Surgical Repair of Enterotomies Using Three-Dimensional Printed Biopatches in a Rat Model
*Renee M Maina1, *Taras Lysyy1, *Peter Geibel1, *Maria J Barahona1, *Michele Finotti1,2, David Mulligan1, *John P Geibel1
1Yale School of Medicine, New Haven, CT;2University of Padua, Transplant and Hepatobiliary Surgery, Padua, Italy
Objective: In patients with loss of functional intestine due to ischemic or traumatic injury, intestinal transplant is an effective treatment option. However, it is rarely available as a therapeutic option because the need for allografts outweighs their availability. We demonstrate the feasibility of three-dimensional (3D) bioprinted patches as conduits for repair of intestinal injuries.Design: Patches were printed on an Organovo MMX 3D bioprinter using rat vascular smooth muscle and fibroblast cells encapsulated in a crosslinked hyaluronic acid and gelatin matrix. The prints were resected along the transverse axis to allow access to the apical surface, and sized to form 7-10 mm patches. 4-6mm enterotomies were made an inch away from the ileocecal junction in rats, the apical side of the biopatches was placed over the enterotomies, and cyanoacrylate surgical adhesive was used to seal the patches in place.Setting: This study was conducted in a BSL-2 laboratory and appropriate animal facilities.Patients: Male Wistar rats.Interventions: small intestine enterotomy patch repairMain Outcome Measures:The animals were monitored daily and sacrificed at post-op day 7, 14, 21, and 30. Blinded histopathological analysis was conducted to compare the patch segments to native intestine.Results: The animals had normal activity, weight gain, and stool output.
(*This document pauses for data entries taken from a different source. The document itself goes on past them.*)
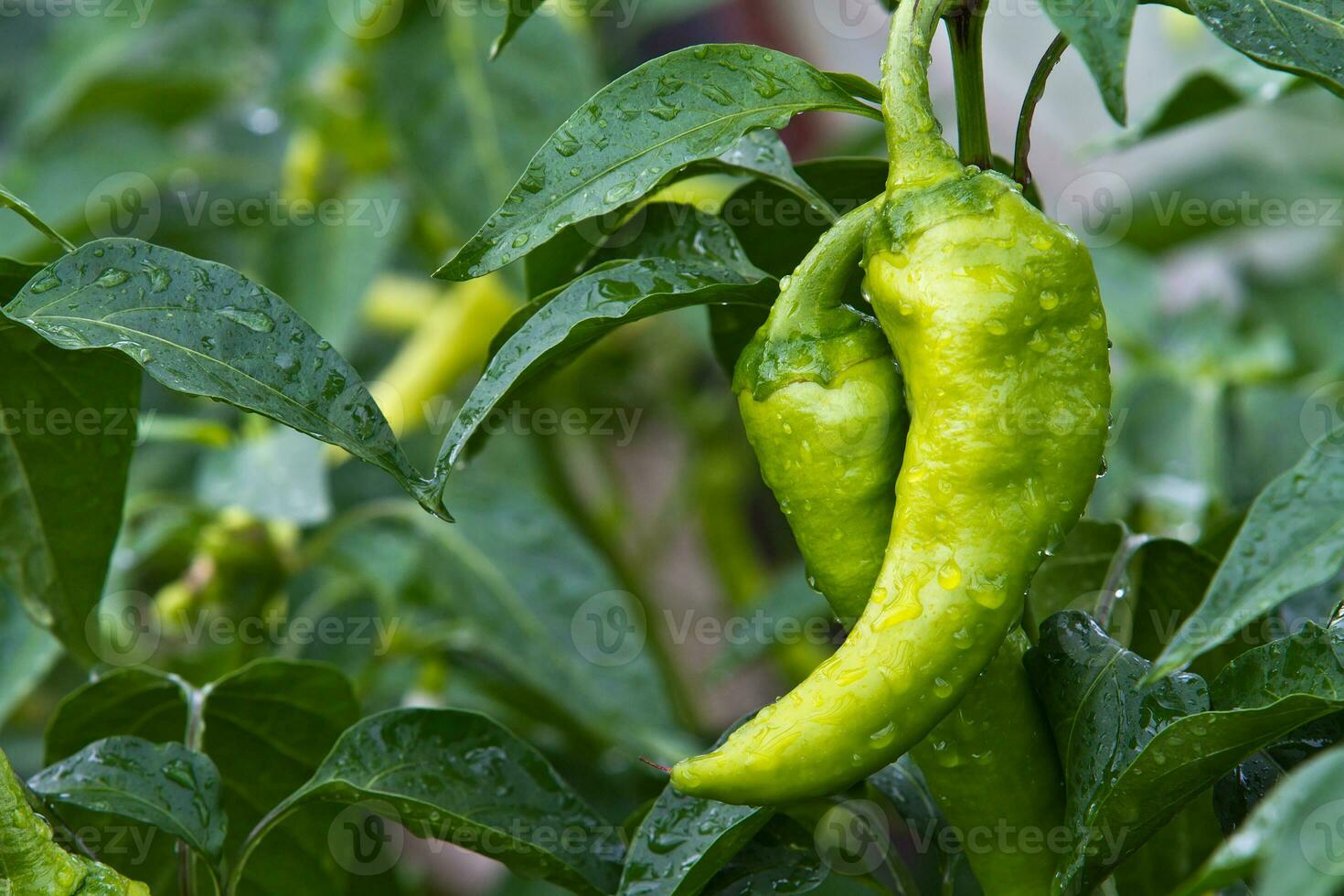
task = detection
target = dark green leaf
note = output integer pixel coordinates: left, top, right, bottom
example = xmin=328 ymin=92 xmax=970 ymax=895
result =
xmin=369 ymin=0 xmax=601 ymax=244
xmin=1149 ymin=432 xmax=1344 ymax=678
xmin=43 ymin=669 xmax=187 ymax=765
xmin=437 ymin=44 xmax=876 ymax=280
xmin=197 ymin=427 xmax=332 ymax=525
xmin=1029 ymin=520 xmax=1127 ymax=631
xmin=0 ymin=257 xmax=46 ymax=295
xmin=699 ymin=816 xmax=830 ymax=896
xmin=240 ymin=709 xmax=621 ymax=893
xmin=867 ymin=756 xmax=980 ymax=896
xmin=617 ymin=784 xmax=774 ymax=896
xmin=1189 ymin=0 xmax=1344 ymax=95
xmin=46 ymin=659 xmax=358 ymax=896
xmin=1027 ymin=612 xmax=1344 ymax=891
xmin=1117 ymin=54 xmax=1307 ymax=146
xmin=4 ymin=240 xmax=437 ymax=512
xmin=524 ymin=128 xmax=816 ymax=297
xmin=1172 ymin=747 xmax=1344 ymax=896
xmin=435 ymin=258 xmax=775 ymax=487
xmin=0 ymin=584 xmax=60 ymax=728
xmin=28 ymin=736 xmax=226 ymax=862
xmin=720 ymin=158 xmax=887 ymax=276
xmin=316 ymin=491 xmax=689 ymax=756
xmin=1043 ymin=0 xmax=1138 ymax=125
xmin=491 ymin=0 xmax=546 ymax=59
xmin=0 ymin=311 xmax=140 ymax=661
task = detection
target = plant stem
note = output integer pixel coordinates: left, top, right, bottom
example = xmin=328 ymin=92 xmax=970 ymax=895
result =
xmin=881 ymin=0 xmax=961 ymax=195
xmin=528 ymin=437 xmax=700 ymax=731
xmin=946 ymin=0 xmax=995 ymax=171
xmin=1012 ymin=34 xmax=1069 ymax=188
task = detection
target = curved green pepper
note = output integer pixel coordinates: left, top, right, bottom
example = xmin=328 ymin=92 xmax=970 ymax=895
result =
xmin=734 ymin=182 xmax=1063 ymax=896
xmin=0 ymin=752 xmax=149 ymax=896
xmin=732 ymin=201 xmax=907 ymax=626
xmin=672 ymin=0 xmax=1110 ymax=805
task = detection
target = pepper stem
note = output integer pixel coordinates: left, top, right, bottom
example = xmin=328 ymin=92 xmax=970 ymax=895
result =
xmin=766 ymin=197 xmax=881 ymax=340
xmin=881 ymin=0 xmax=961 ymax=194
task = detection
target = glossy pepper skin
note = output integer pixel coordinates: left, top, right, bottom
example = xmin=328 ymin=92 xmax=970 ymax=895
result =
xmin=734 ymin=197 xmax=1064 ymax=896
xmin=0 ymin=752 xmax=149 ymax=896
xmin=732 ymin=203 xmax=907 ymax=626
xmin=672 ymin=0 xmax=1110 ymax=805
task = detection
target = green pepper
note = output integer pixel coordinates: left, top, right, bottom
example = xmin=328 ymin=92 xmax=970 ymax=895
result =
xmin=734 ymin=185 xmax=1063 ymax=896
xmin=0 ymin=752 xmax=149 ymax=896
xmin=732 ymin=201 xmax=907 ymax=624
xmin=672 ymin=0 xmax=1110 ymax=805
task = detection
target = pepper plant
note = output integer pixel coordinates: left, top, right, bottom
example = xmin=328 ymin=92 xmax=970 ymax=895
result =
xmin=0 ymin=0 xmax=1344 ymax=896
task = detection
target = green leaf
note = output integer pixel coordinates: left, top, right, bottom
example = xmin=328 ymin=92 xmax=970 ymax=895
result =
xmin=43 ymin=667 xmax=187 ymax=765
xmin=197 ymin=427 xmax=332 ymax=525
xmin=235 ymin=709 xmax=621 ymax=893
xmin=867 ymin=756 xmax=980 ymax=895
xmin=4 ymin=240 xmax=435 ymax=512
xmin=617 ymin=784 xmax=774 ymax=896
xmin=28 ymin=738 xmax=226 ymax=862
xmin=0 ymin=257 xmax=45 ymax=293
xmin=1029 ymin=520 xmax=1127 ymax=631
xmin=46 ymin=659 xmax=358 ymax=896
xmin=0 ymin=304 xmax=140 ymax=662
xmin=1026 ymin=612 xmax=1344 ymax=892
xmin=720 ymin=158 xmax=887 ymax=276
xmin=524 ymin=128 xmax=816 ymax=297
xmin=699 ymin=816 xmax=830 ymax=896
xmin=258 ymin=180 xmax=411 ymax=352
xmin=1043 ymin=0 xmax=1138 ymax=125
xmin=435 ymin=258 xmax=775 ymax=487
xmin=369 ymin=0 xmax=603 ymax=244
xmin=1189 ymin=0 xmax=1344 ymax=95
xmin=1147 ymin=434 xmax=1344 ymax=679
xmin=0 ymin=584 xmax=60 ymax=730
xmin=1172 ymin=747 xmax=1344 ymax=896
xmin=437 ymin=44 xmax=878 ymax=280
xmin=321 ymin=483 xmax=691 ymax=758
xmin=491 ymin=0 xmax=546 ymax=59
xmin=1115 ymin=54 xmax=1307 ymax=146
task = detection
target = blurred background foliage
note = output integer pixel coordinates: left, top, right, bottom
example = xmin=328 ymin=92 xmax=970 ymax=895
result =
xmin=0 ymin=0 xmax=1344 ymax=893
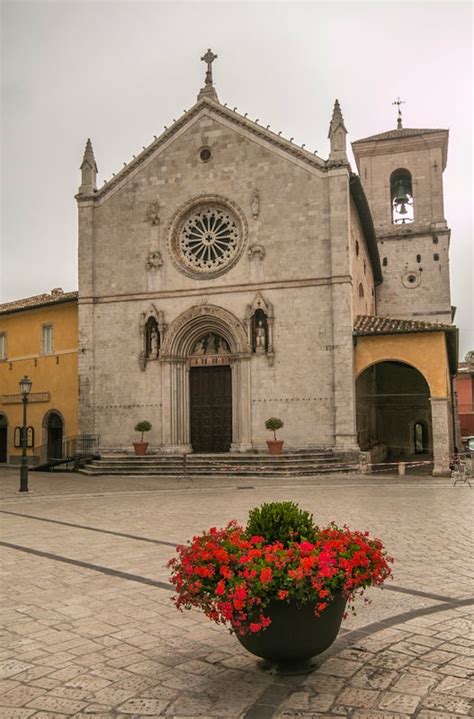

Histopathological examination of the explanted segments at 7, 14, and 21 days showed progressive villi and crypt formation. At 30 days, the endothelium had grown back fully and the patch was indistinguishable from native intestine.Conclusions: Bioprinted intestinal patches can successfully be used to seal enterotomies in vivo and fully integrate into the native intestine. 3D printed biopatches are thus a novel option for the surgical repair of intestinal injuries.